Publication Date

May 28, 2025

Perspectives Section

Everything Has a History

Geographic

  • United States

Thematic

Economic, Urban

At the corner of Lock and New Streets in Newark, New Jersey, busy students enter the New Jersey Institute of Technology campus. Most are unaware that this corner was once a bustling checkpoint along the Morris Canal, a now-forgotten 100-mile, man-made water highway. Gone is Lock 16E and the lock tender’s house, which gave Lock Street its name. Gone is the nearby canal basin, where boatmen could load and unload cargo and tie up their boats for the night. Gone, in fact, is any trace of a waterway having run through the city’s center. Yet this now-disappeared transportation infrastructure helped shape Newark into an industrial powerhouse.

Black and white photograph. A boat on a canal with a man wearing a bowler hat standing at the tiller. A donkey walks ahead of the boat on the canal towpath, connected to the left side of the boat by a rope. The boat has a sign labeling it "Morris Canal Reg." Wooden crates fill the center of the boat.

Photo courtesy Canal Society of New Jersey

The Morris Canal was an engineering marvel, part of the canal-building boom set off by the opening of the Erie Canal in 1825. Completed in 1831, the Morris Canal scaled the hilly terrain of New Jersey’s iron-producing region, connecting Phillipsburg near the Pennsylvania border to the banks of the Hudson River in Jersey City. Shipping goods from one end of the state to the other took just five days. Canal boats, 90 feet long and laden with goods including coal, iron ore, manure, wood, whiskey, and cider, made pickups and deliveries up and down the route, creating a business-to-business transportation network that connected once-isolated farms, gristmills, and iron mines with manufacturing facilities and ports.

But it was hard-stone anthracite coal extracted from the hills of eastern Pennsylvania that changed everything. Discovered in the late 1790s, anthracite coal seemed unnecessary. Colonial American machinery was mostly powered by waterpower and charcoal (made from partially burned wood); homes were heated with firewood. But in the early 19th century, when deforestation caused a massive fuel shortage in much of New Jersey and parts of southern and eastern Pennsylvania, anthracite coal became the way forward for both home heating and industrial processes. And canals were essential for bringing coal to market.

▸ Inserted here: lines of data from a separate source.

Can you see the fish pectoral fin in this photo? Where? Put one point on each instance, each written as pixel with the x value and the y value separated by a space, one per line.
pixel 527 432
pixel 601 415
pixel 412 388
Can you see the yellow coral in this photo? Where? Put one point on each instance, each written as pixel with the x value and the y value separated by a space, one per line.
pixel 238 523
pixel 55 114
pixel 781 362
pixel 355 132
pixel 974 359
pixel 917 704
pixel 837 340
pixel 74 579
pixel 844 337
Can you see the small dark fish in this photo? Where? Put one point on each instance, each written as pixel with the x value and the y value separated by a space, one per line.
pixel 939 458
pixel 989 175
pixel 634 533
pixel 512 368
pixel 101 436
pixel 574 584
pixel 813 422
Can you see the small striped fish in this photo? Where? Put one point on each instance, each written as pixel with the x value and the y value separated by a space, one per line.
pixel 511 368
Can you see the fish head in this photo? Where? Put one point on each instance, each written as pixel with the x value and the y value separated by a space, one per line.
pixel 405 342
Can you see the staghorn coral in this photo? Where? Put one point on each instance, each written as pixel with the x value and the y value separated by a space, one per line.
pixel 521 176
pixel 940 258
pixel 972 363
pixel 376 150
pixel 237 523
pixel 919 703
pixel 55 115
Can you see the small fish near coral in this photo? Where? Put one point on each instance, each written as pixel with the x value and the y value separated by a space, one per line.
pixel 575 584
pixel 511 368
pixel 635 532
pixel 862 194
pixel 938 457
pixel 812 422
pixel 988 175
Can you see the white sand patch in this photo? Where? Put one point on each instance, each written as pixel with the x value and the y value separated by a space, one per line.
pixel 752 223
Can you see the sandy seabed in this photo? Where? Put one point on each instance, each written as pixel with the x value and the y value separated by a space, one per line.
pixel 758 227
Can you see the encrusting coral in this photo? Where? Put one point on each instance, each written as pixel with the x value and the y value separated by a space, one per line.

Though the Morris Canal itself was never a financially successful enterprise, businesses along its route prospered. Small communities like Boonton, Waterloo, and Rockaway catered to canal traffic, and the iron industry grew as companies located manufacturing plants in towns along the canal to take advantage of nearby iron mines and transportation. Coal transformed Newark from a town of home businesses into an industrial powerhouse. Between 1830 and 1910, the city’s population grew from 10,953 to 347,469, and by 1911, there were some 2,000 factories in Newark. Here at the intersection of New and Lock Streets, the factories were humming, including T. P. Howell and Co., a massive leather manufacturing plant. In 1912, the company dominated the corner, with 24 buildings spread across six acres, and it claimed to be the largest producer of patent leather in the world.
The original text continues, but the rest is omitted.